Der Durchbruch bleibt aber nur eine Frage der Zeit: Weltweit beginnen Kliniken, die 3D-Drucktechnologie zu nutzen. In Österreich betreiben die MedUni Wien im AKH Wien und die MedUni Graz im LKH-Universitätsklinikum seit einigen Jahren eigene 3D-Drucklabore. Das Allgemeine LKH Innsbruck und seine Medizinische Universität verfügen ebenfalls über ein 3D-Biodruck-Labor. Auch das Uniklinikum Salzburg setzt den 3D-Druck in klinischen Prozessen ein. Die Einrichtung dieser Labors ist primär durch die Forschungsförderung ermöglicht, mit Beteiligung von weiteren Forschungseinrichtungen, Universitäten und Akteuren aus der Industrie.

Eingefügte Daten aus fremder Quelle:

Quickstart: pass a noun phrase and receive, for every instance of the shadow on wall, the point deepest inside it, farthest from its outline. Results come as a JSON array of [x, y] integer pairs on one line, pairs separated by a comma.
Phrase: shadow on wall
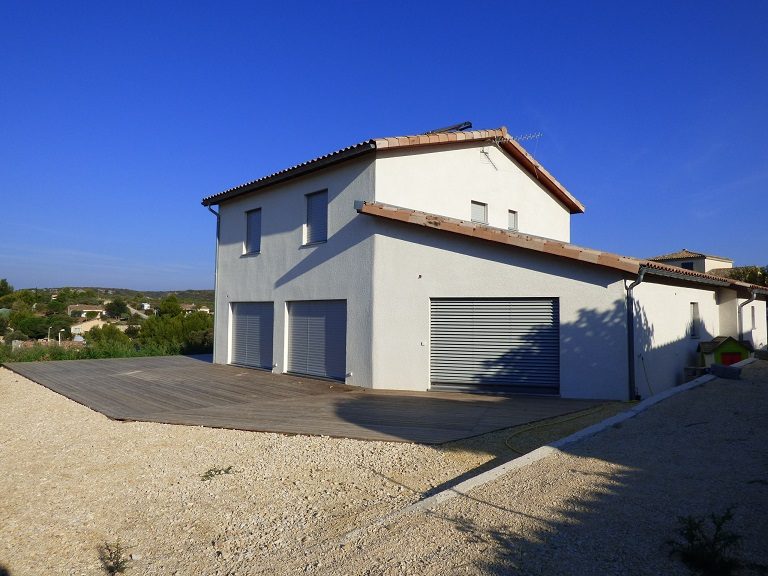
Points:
[[595, 343], [613, 503], [596, 340], [662, 366]]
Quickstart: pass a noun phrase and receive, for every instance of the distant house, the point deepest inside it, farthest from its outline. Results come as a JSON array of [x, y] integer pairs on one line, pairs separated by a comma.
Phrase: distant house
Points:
[[82, 310], [83, 327], [442, 261], [696, 261]]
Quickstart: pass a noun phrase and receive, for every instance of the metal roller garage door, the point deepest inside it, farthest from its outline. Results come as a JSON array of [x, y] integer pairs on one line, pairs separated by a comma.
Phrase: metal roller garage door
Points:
[[510, 344], [252, 324], [317, 338]]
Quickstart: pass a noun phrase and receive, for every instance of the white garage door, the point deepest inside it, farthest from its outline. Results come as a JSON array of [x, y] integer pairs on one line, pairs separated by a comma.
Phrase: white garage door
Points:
[[317, 338], [252, 324], [509, 344]]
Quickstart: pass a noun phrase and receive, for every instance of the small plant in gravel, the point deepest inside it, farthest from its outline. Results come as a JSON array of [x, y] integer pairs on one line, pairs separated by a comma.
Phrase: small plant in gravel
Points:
[[211, 473], [707, 551], [113, 557]]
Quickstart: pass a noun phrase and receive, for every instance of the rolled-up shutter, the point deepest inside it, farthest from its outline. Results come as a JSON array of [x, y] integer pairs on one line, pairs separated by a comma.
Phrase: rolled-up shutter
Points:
[[510, 344], [252, 324], [317, 338]]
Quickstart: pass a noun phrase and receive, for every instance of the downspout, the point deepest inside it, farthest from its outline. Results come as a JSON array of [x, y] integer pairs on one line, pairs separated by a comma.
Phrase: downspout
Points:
[[216, 273], [631, 333], [752, 298]]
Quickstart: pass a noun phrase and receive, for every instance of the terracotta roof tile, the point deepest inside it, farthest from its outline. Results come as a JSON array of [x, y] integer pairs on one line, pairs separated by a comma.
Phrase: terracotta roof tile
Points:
[[686, 254], [546, 245], [499, 136]]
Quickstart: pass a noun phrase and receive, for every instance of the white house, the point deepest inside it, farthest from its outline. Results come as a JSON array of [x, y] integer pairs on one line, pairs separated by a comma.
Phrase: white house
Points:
[[442, 261], [695, 261]]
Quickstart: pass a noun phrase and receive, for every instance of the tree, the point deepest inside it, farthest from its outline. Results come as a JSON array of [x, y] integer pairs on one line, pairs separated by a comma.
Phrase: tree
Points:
[[169, 306], [117, 308], [5, 288], [56, 307]]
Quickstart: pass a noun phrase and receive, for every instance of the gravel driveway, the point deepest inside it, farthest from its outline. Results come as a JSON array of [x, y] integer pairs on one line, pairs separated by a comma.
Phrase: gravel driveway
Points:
[[72, 479]]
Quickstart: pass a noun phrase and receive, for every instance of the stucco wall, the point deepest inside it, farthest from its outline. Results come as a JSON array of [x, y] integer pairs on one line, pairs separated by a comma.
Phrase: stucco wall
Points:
[[755, 333], [412, 265], [664, 346], [446, 180], [727, 303], [284, 270]]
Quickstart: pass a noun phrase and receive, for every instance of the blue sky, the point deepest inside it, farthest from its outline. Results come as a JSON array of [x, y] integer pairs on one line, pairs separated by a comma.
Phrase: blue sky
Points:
[[116, 118]]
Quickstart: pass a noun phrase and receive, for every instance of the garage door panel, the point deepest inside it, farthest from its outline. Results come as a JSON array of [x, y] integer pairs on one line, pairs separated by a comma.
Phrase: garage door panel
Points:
[[501, 343], [317, 338], [252, 327]]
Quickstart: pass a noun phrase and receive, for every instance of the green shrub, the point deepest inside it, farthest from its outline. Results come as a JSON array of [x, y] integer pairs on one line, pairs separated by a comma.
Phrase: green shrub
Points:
[[707, 551]]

Krankenhäuser sehen das Potenzial der Technologie und sind bereit, Ressourcen zu mobilisieren. Voraussetzung aber bleibt, die Fragen der Standardisierung und Nachhaltigkeit zu lösen. Dies wird jedoch noch eine Koordinierung auf nationaler und internationaler Ebene sowie zusätzliche Mittel und Anstrengungen erfordern. Es lohnt sich aber auf jeden Fall, die „Extrameile“ zu gehen und diese Technologie zum Nutzen der Patientenschaft einzusetzen. In Zukunft werden wir die 3D-Technologie mit der gleichen Selbstverständlichkeit betrachten, mit der wir heute an ein CT- oder MR-Gerät denken.